Some of the lessor shows do not have reserved seating ...so called Maitre d' seating. This is the person in charge of the showroom who directs their ushers to show you to a specific seat. He usually stands at the showroom entrance. While a tip to the Maitre d’ is not required, $5 (or more) usually gets you a seat in a better location. Only one tip covering your entire group is necessary. Just cup the bill in your hand and give it to the Maitre d’ as you ask for a good seat.
It is best to arrive early if your seat is not reserved. You will probably have to stand in a long line. One way to eliminate the long line is to do a little gambling at the tables where the show is held (I play blackjack) and then ask the pit boss for a “line pass” which gets you to the head of the line. Be aware that you can usually get better seats on slower nights, Sunday through Thursday.

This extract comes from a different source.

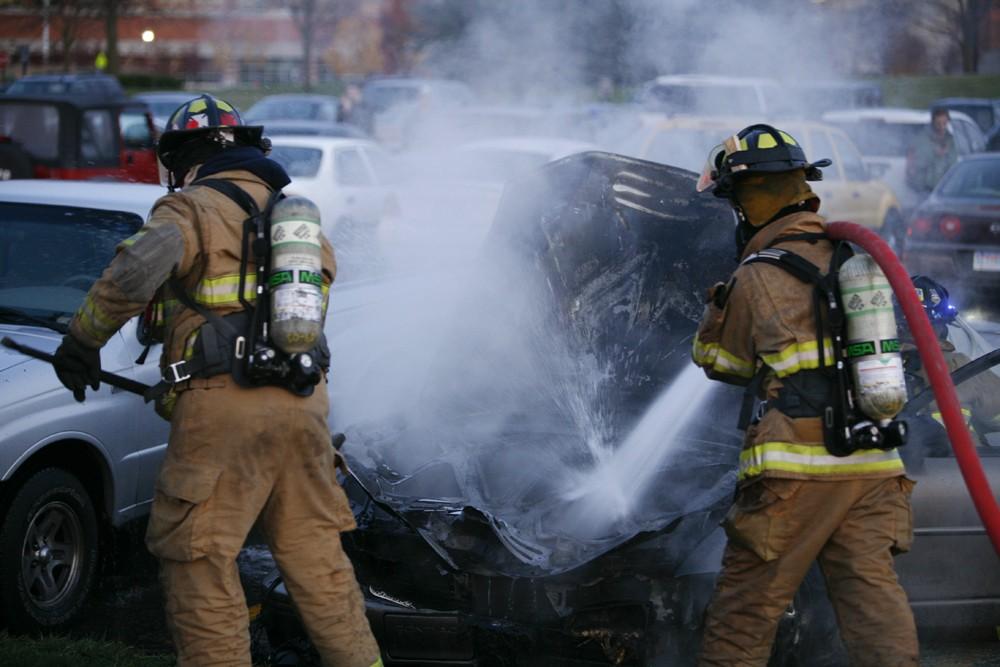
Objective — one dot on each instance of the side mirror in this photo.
(877, 170)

As a general rule, all clothing is casual in Las Vegas. There are no dress codes. That means slacks (or skirt) and a sport shirt, sweater or blouse. Although I have seen it, I certainly don’t recommend wearing shorts, a t-shirt and sneakers to a evening show. For one thing, you might get cold since the temperature will be a constant air conditioned 68 degrees ...which will feel like 60. A sport jacket or suit and tie, however, is not necessary. But you can dress more formally for the more expensive shows if you care to. A jacket of some sort is needed in the winter. Dressing for a night club is more formal. A tucked in shirt with collar is the minimum ...and a jacket is recommended for the men. And sexy outfits for the ladies.